Last week was another rough one in the oil market. Oil fell as much as 5% at one point, which when added to May's 16% slump, pushed crude more than 20% below its high in late April. That 20% decline from the top means crude oil had entered into another bear market, its second in less than a year.
The renewed selling pressure in the oil market is another reminder to investors that they should avoid oil stocks that need higher oil prices to fuel their operations.
The oil price roller coaster
Oil prices have been all over the place in the past year. Crude crested at more than $75 a barrel last October, fueled by concerns about a potential global supply shortage as the Trump administration imposed new sanctions on Iran. Those sanctions, however, weren't as powerful as promised, causing crude prices to cash more than 40% at the end of last year.
That forced OPEC to come to the oil market's rescue by reducing its production once again. The move helped ignite another rally in the oil market in 2019, with crude rebounding nearly 50% from its bottom in December to more than $66 a barrel by late April. However, growing concerns about the strength of the global economy due to the escalating trade war between the U.S. and China have weighed on crude prices over the past six weeks, pushing it down about 20% from that high to less than $55 a barrel. Crude could continue falling if the data starts confirming market fears that oil demand is beginning to weaken.
The haves and the have-nots
Changes in oil prices will directly impact the cash flows of nearly every oil producer. However, some are less equipped to handle this volatility than others.
Denbury Resources (DNR) is one of those that desperately need higher oil prices. The oil producer is in such a tight spot financially that it cut its spending by about 25% from last year's level so that it could generate some excess cash to help chip away at the more than $2.5 billion of debt that's weighing it down. As a result of its reduced investment level, Denbury's production is on track to decline by about 4% this year.
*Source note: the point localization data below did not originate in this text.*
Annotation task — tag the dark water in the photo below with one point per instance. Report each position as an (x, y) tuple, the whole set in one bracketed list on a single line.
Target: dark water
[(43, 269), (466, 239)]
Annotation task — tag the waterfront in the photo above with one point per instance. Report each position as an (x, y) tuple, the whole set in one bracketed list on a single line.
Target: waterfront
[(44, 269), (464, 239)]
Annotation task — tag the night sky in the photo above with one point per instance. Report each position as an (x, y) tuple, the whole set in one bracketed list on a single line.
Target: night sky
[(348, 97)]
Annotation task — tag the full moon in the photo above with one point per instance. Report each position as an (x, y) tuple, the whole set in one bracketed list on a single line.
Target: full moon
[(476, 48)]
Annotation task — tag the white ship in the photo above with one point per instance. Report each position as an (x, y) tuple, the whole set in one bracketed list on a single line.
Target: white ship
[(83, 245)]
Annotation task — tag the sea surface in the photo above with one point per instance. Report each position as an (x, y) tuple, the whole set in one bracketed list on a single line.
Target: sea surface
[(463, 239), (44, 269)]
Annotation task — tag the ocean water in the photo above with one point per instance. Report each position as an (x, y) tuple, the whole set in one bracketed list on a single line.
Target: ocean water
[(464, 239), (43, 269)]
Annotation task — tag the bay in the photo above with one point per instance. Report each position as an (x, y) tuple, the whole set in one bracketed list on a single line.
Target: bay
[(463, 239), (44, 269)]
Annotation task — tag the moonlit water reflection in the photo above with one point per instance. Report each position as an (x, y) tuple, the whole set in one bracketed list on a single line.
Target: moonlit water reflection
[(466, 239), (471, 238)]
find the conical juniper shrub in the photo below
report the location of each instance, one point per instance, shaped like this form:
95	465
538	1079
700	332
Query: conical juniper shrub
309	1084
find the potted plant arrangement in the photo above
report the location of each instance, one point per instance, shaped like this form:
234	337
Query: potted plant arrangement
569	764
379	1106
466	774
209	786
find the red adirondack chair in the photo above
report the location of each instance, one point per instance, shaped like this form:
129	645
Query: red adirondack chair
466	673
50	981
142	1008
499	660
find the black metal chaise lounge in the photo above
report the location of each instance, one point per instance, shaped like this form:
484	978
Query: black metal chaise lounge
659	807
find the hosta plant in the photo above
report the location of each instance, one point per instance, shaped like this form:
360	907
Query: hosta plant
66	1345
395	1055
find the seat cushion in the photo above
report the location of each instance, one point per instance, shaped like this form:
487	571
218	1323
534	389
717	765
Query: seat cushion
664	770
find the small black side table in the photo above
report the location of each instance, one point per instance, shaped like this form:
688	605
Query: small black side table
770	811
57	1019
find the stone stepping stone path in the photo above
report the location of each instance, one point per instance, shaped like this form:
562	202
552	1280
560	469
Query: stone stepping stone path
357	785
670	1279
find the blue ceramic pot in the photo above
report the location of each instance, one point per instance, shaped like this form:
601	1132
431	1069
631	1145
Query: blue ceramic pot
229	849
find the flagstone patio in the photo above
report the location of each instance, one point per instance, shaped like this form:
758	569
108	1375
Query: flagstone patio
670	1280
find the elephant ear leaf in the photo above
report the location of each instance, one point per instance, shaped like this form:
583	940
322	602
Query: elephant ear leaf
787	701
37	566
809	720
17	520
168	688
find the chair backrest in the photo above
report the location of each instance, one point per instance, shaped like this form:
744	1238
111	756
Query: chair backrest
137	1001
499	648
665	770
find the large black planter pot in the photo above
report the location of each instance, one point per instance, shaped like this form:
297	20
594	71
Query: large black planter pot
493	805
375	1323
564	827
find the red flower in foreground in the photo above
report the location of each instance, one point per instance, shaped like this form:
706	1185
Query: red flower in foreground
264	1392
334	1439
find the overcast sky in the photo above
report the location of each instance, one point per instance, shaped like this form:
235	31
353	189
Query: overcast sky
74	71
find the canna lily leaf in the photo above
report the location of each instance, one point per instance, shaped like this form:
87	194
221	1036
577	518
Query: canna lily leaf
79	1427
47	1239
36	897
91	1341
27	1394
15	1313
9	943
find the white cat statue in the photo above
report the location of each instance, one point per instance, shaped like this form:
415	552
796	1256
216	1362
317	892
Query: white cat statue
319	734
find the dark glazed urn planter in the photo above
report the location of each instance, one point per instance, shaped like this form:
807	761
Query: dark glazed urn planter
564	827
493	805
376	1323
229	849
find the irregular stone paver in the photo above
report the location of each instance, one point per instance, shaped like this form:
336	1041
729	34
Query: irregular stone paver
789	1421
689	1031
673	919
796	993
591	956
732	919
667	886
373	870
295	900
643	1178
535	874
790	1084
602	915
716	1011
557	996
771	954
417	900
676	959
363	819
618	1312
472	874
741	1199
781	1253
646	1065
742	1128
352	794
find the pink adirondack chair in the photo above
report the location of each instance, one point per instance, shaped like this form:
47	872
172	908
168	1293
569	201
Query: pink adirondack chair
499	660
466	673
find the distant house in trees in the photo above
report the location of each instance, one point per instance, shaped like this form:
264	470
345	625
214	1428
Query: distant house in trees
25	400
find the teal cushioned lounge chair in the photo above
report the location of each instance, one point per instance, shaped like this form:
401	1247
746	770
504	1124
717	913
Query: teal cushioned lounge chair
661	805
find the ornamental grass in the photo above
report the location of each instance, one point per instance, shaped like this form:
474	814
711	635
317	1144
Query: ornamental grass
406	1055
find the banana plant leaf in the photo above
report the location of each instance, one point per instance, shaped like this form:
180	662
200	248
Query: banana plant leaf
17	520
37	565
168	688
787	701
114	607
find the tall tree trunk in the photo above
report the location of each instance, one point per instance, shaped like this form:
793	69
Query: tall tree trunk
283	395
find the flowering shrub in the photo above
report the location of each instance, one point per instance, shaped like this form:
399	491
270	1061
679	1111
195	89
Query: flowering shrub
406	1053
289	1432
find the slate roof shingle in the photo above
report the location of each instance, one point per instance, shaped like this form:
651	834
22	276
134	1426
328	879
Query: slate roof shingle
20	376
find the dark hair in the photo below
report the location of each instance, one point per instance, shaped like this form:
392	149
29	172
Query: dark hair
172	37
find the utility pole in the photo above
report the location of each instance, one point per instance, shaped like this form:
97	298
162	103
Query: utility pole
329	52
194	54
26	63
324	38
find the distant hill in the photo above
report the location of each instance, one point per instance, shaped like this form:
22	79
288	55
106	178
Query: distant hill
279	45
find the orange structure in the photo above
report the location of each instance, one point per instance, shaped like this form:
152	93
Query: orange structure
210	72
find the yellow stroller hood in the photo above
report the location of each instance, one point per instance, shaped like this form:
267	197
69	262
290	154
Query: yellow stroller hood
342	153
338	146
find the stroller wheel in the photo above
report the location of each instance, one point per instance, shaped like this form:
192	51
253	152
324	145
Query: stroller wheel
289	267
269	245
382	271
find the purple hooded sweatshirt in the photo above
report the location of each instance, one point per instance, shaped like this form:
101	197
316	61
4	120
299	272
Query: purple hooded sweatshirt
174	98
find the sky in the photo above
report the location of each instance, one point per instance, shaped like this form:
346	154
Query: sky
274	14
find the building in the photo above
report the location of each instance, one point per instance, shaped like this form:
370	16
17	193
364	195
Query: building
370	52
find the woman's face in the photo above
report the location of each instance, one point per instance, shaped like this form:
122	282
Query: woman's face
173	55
The company noted during the first quarter that thanks to the rebound of oil prices in early 2019, it was on track to produce more than $150 million in excess cash this year. However, every $5 change in oil prices impacts its cash flow by $100 million. Thus, with oil crashing into the $50s, it's likely to produce less than $100 million in free cash flow this year, which would barely make a dent in its debt load.
Financially stronger oil producers, on the other hand, are in a much better position to navigate crude oil's recent slump. Marathon Oil (MRO 1.05%) and Devon Energy (DVN 1.52%), for example, can thrive at lower oil prices. Both need oil to average only around $45 a barrel to support their growth plans, which would see them increase their oil output at a double-digit rate this year. Because of that, each can generate significant free cash flow above that level.
In Marathon Oil's case, it can produce more than $750 million in cumulative cash flow through 2020 at $50 a barrel and upward of $2.2 billion if crude is around $60. Devon Energy, meanwhile, can produce $800 million in free cash by 2021 with oil at $50, increasing to more than $2.3 billion if oil averages $60 over that time frame. Since both companies already have healthy balance sheets and strong growth profiles, they don't have any need for this money. Because of that, each will likely return it all to investors through share repurchases and dividends.
Stick with the low-cost cash flow machines
While oil companies like Denbury Resources have tremendous upside potential at higher oil prices, they have such a large financial hole to dig out of that they're not ideal investments, given all the volatility in oil prices. Instead, investors should focus on oil producers that have low oil price break-even levels. That's because they're positioned not only to thrive at lower prices, but also cash in on the next upward wave in crude oil.